The decisions I have made as Mayor have not been made according to how well they will “play” in Manhattan or Queens or Staten Island or Brooklyn or the Bronx. They have been made in the interest of a fiscally and programmatically sound city government. Such a government plays well in all five boroughs.

Although Dr. Schlesinger charges me with elitism, he proffers not evidence, but only self-indicting conclusions. To assume, as he does, that Manhattan will react differently to my book than the other boroughs based upon his assessment of where sophisticated and urbane New Yorkers reside, is both elitist and incorrect. Certainly, the proportion of foolish people to those with common sense remains the same both in and out of Manhattan unless, of course, Dr. Schlesinger tips the balance.

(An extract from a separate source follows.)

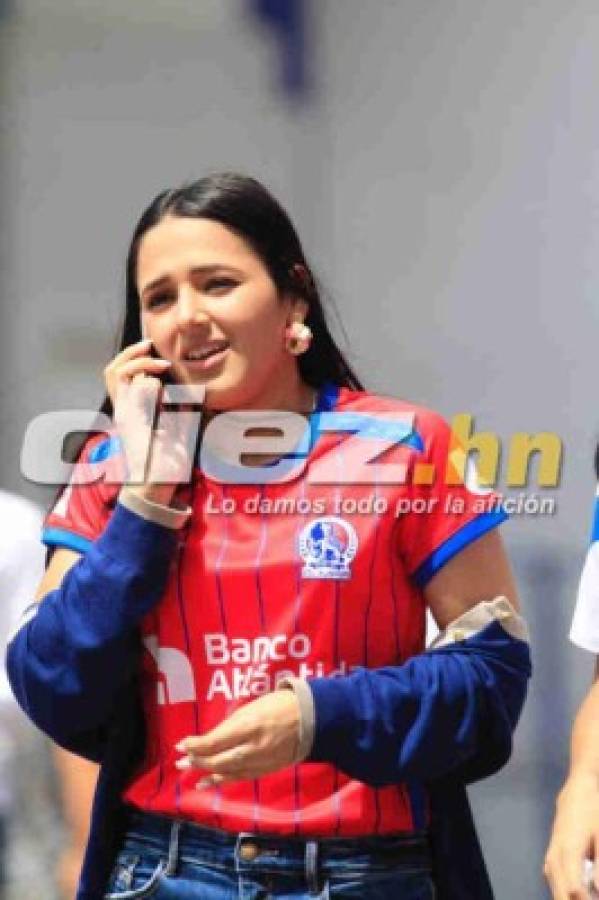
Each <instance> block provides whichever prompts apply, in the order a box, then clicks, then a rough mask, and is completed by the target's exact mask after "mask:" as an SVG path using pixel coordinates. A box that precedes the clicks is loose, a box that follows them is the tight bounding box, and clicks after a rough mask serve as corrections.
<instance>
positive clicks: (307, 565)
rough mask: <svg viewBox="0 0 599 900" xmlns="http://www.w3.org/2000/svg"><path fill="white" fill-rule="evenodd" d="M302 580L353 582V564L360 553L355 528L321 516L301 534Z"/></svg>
mask: <svg viewBox="0 0 599 900" xmlns="http://www.w3.org/2000/svg"><path fill="white" fill-rule="evenodd" d="M298 544H299V553H300V556H301V557H302V559H303V561H304V565H303V568H302V578H339V579H341V578H351V569H350V563H351V561H352V559H353V558H354V556H355V555H356V551H357V549H358V536H357V534H356V531H355V528H354V527H353V525H350V523H349V522H344V520H343V519H340V518H338V517H337V516H322V517H321V518H319V519H314V521H312V522H309V523H308V524H307V525H306V526H305V527H304V528H303V529H302V530H301V532H300V536H299V539H298Z"/></svg>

My book has two basic lessons for those who read it carefully. The first is that candor and honesty in government should be a guiding light, not just an occasional experiment. The second is that good government knows when it is foolish to say yes and when it is sound to say no. I have said both to presidents of the United States, striking workers, neighborhood activists, business people, religious and academic leaders, and friends. For that I do not expect, indeed hope, that they will trust me, respect me, and understand that our government exists for the people of New York City, not just for one or two of its particular parts or even for one or two of its particular citizens.

Edward I. Koch

Mayor

New York City

Arthur Schlesinger replies:

I thank the Mayor for documenting so volubly and persuasively the case I endeavored to make in the review of his book.

Of course I have doubted many aspects of the Mayor’s record. That is why I joined in the search for an alternative in 1981. Does the Mayor really believe that Mayor can be legitimately reviewed only by people who agree with him about himself?

The Mayor likes to cite figures from the 1981 general election to prove his popularity among black voters. The general election, in which he was the candidate of both major parties, proves nothing. The 1981 primary election provides the real test. Here the Mayor received only 30 percent of the vote in black districts. The 1983 primary against Mario Cuomo for the gubernatorial nomination provides another real test, and here the Mayor did badly with black voters again.

Please not “Dr.” Schlesinger. I do not have a Ph.D. degree. In any case, the title “Dr.” should be reserved for physicians.